BOOK REVIEW BY HELENE WOODHAMS
at the ARIZONA DAILY STAR

Queen of the Night: The Night-Blooming Cereus   $14.95
by Elaine A. Powers

Illustrated by Nicholas Thorpe 

A perk of Sonoran-desert living is the one-night-only appearance of the Night-Blooming Cereus, a much-anticipated summer event for Tucsonans who rely on predictions from experts to know precisely when the tiny window of opportunity will open on the floral extravaganza. How in the world do the experts know?
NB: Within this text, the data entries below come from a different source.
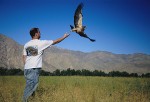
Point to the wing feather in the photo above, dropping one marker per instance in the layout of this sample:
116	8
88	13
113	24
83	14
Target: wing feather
78	16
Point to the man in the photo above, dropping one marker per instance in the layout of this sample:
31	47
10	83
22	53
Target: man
32	59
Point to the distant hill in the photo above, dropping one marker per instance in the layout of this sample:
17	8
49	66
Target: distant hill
58	58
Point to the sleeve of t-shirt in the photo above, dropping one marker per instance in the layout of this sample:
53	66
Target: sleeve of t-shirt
24	51
45	44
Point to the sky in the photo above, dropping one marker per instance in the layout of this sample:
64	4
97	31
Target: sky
118	26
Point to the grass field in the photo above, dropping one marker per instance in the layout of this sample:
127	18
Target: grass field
78	89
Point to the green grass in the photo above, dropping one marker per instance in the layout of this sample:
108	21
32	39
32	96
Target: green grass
78	89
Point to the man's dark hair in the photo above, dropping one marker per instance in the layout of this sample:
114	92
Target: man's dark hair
33	31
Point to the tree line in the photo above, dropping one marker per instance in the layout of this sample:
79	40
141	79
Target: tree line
72	72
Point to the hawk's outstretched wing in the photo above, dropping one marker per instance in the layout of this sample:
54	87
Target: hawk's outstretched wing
78	16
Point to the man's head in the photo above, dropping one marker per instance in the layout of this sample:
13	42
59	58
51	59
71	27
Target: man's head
35	33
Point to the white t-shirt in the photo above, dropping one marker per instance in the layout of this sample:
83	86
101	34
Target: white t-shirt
34	50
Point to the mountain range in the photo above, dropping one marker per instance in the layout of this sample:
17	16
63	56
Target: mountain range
59	58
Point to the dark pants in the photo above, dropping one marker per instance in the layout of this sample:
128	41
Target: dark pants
32	79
And what causes a cactus to behave this way?

With this picture book, Elaine Powers demystifies the mysterious bloom, explaining – in rhyming couplets no less – the life cycle of the plant, how to predict its flowering (when the buds reach 170-230 millimeters, stand back!), why they all flower simultaneously, and other bits of botanical lore about this intriguing plant, which spends most of the year looking like an undistinguished stick. Written for children, Powers’ book will charm and edify cactus lovers of any age.
Lush illustrations by Nicholas Thorpe are a splendid accompaniment: Look for his very stern javelina on page 12 – he’s delightful.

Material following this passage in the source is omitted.